Mentan Turun Langsung beri Bantuan Benih dan Pupuk Korban Banjir di Wajo

Menteri Pertanian Andi Amran Sulaiman meninjau area pesawahan yang mengalami gagal panen di Kabupaten Wajo

MONITOR, Wajo – Menteri Pertanian (Mentan) Andi Amran Sulaiman langsung turun ke lapangan menyelesaikan permasalahan petani yang tengah dilanda banjir sehingga mengakibatkan gagal panen atau puso di tiga kabupaten yang ada di Sulawesi Selatan yakni Bone, Soppeng dan Wajo. Total puso di tiga kabupaten ini seluas 11.480 ha, meliputi Wajo 7.591 ha, Soppeng 2.969 ha dan Bone 920 ha.

Korban banjir di Kabupaten Wajo merupakan daerah pertama yang dikunjungi Mentan Amran hari ini. Dalam kunjungannya Mentan sekaligus memberikan bantuan secara gratis berupa benih, pupuk, asuransi pertanian dan alat mesin pertanian seperti pompa air dan eksavator kepasa petani di Wajo, Senin (9/7) dan dilanjutkan lagi di Kabupaten Soppeng, Selasa (10/7/2018). Khusus pupuk, total bantuan untuk 11.480 ha yakni 574 ton, nilainya mencapai Rp 2,7 miliar.

Area pesawahan yang mengalami gagal panen di Kabupaten Wajo, Sulawesi Selatan

“Bapak presiden sudah perintahkan langsung untuk kami ke lapangan dan beri bantuan pupuk dan benih gratis kepada seluruh masyarakat yang kena banjir di tiga kabupaten ini tanpa terkecuali,” demikian tegas Amran.

Amran menekankan pemerintah sangat fokus menyelesaikan permasalahan petani yang terkena banjir ini. Karena itu, pemerintah melalui Kementerian Pertanian tidak ingin pemberian bantuan dilakukan secara simbolis.

“Kami tidak ingin simbolis dalam pengirimannya, kami cek langsung pengirimannya dan kami cek langsung sopir juga agar bantuan dibongkar hari ini. Jangan sampai nanti benihnya dibawa pulang karena masyarakat membutuhkan benihnya dan kita gantikan benih dan pupuk gratis. Kami pastikan nanti juga kalau kurang bantuan kami akan kirim bantuan tambahan dari pusat,” ucap Amran.

Untuk mengoptimalkan penyaluran bantuan secara cepat dan tepat sasaran, Amran meminta Bupati dan dinas pertanian untuk mengerahkan brigade agar bantuan alat mesin pertanian, benih dan pupuk agar cepat sampai ke petani. Pengerahan bantuan pun dibantu dan diawasi pihak kepolisian dan TNI.

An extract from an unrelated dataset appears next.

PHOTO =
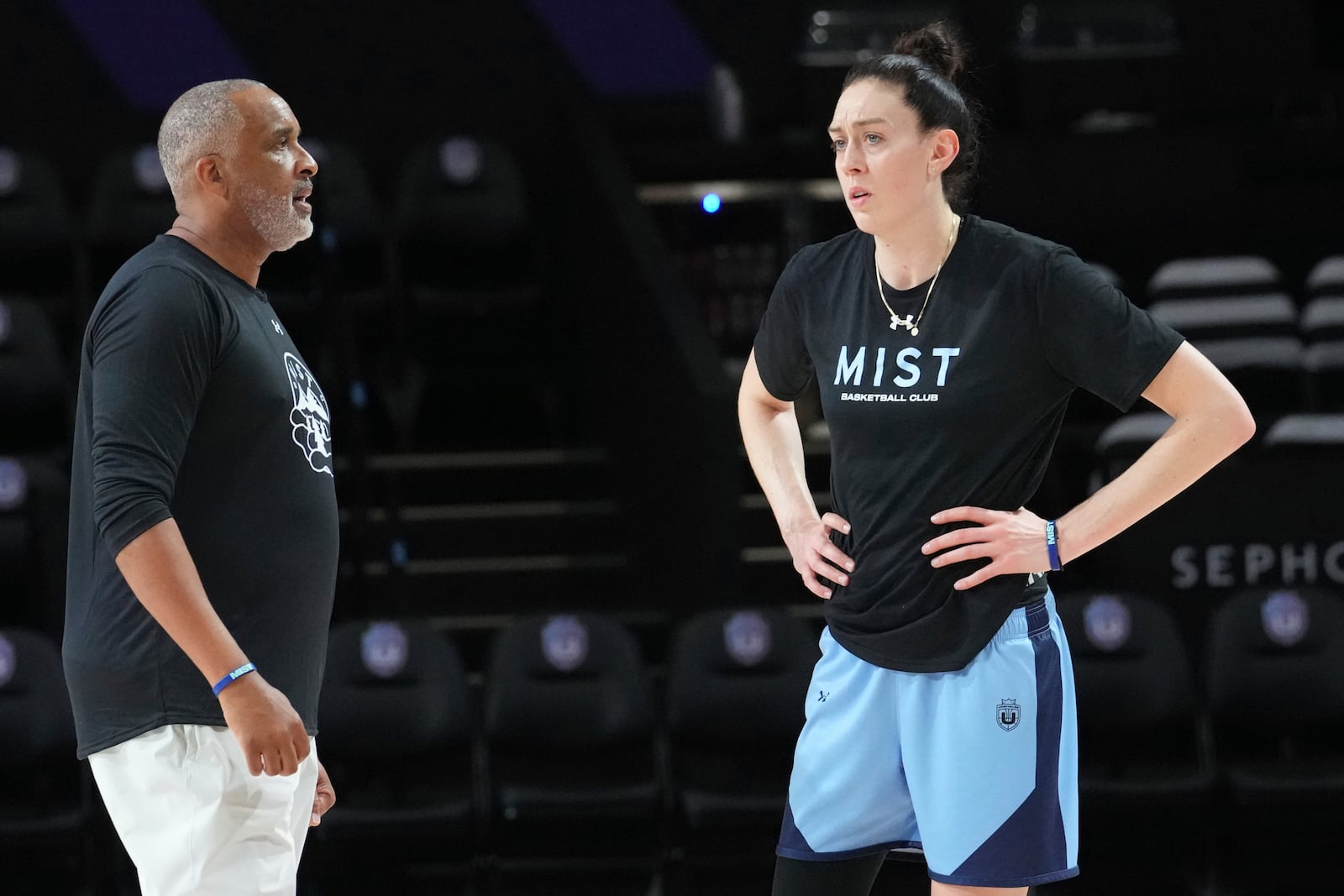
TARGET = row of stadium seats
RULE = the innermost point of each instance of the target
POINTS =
(573, 754)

“Pupuk hari ini kita bagikan ada 280 ton, harus dibagi hari ini juga. Kita tidak boleh menunggu sampai besok. Kami minta dinas agar selama pengerahan bantuan untuk terus memonitor bantuan agar sampai cepat dan tepat,” ujarnya.

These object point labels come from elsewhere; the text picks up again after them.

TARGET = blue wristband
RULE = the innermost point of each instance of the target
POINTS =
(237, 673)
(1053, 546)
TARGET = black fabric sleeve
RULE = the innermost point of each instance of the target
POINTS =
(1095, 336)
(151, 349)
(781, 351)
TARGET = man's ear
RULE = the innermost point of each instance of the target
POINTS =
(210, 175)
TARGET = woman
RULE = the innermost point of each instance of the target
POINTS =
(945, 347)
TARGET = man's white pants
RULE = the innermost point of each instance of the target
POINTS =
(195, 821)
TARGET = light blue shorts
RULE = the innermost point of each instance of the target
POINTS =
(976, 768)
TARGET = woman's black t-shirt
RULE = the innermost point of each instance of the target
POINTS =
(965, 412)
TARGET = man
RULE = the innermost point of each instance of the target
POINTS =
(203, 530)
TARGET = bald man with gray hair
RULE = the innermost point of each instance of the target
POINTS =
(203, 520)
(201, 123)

“Kami pun minta Kapolres dan Dandim untuk mengawasi serius bantuan. Tidak boleh yang main-main apalagi menyakiti ekonomi rakyat kecil. Ini ruang rakyat kecil jangan sakiti mereka. Kalau nanti sakiti petani, akan berhadapaan langsung dengan saya menteri pertanian,” pinta Amran.

Fitriani Kepala Dinas Ketahanan Pangan, Tanaman Pangan dan Holtikultura Provinsi Sulsel mengatakan banjir di Kabupaten Wajo diakibatkan karena luapan air dari danau tempe. Banjir mulai terjadi pada minggu lalu akibat hujan sehingga aliran sungai dari hulu bermuara di danau tempe.

“Total puso di Wajo 7.591 ha. Dari total tersebut yang bisa ditanami padi seluas 6.658 ha dengan kebutuhan benih padi 166,46 ton dan sisanya untuk ditanami jagung 933 ha. Sementara khususnya di Kecamatan Belawa, luas pusonya mencapai 3.785 ha dengan kebutuhan benih padi 94,6 ton,” katanya.

Fitriani menyebutkan banjir kali ini terparah sepanjang 10 tahun terakhi. Sebab, walaupun setiap tahun terjadi banjir, dampak lahan sawah yang terendam hanya mencapai 300 ha dan tidak membuat masyarakat terisolasi.

“Sehingga, banjir saat ini tidak hanya berdampak pada tanaman saja, tapi juga membuat masyarakat terisolasi,” sebutnya.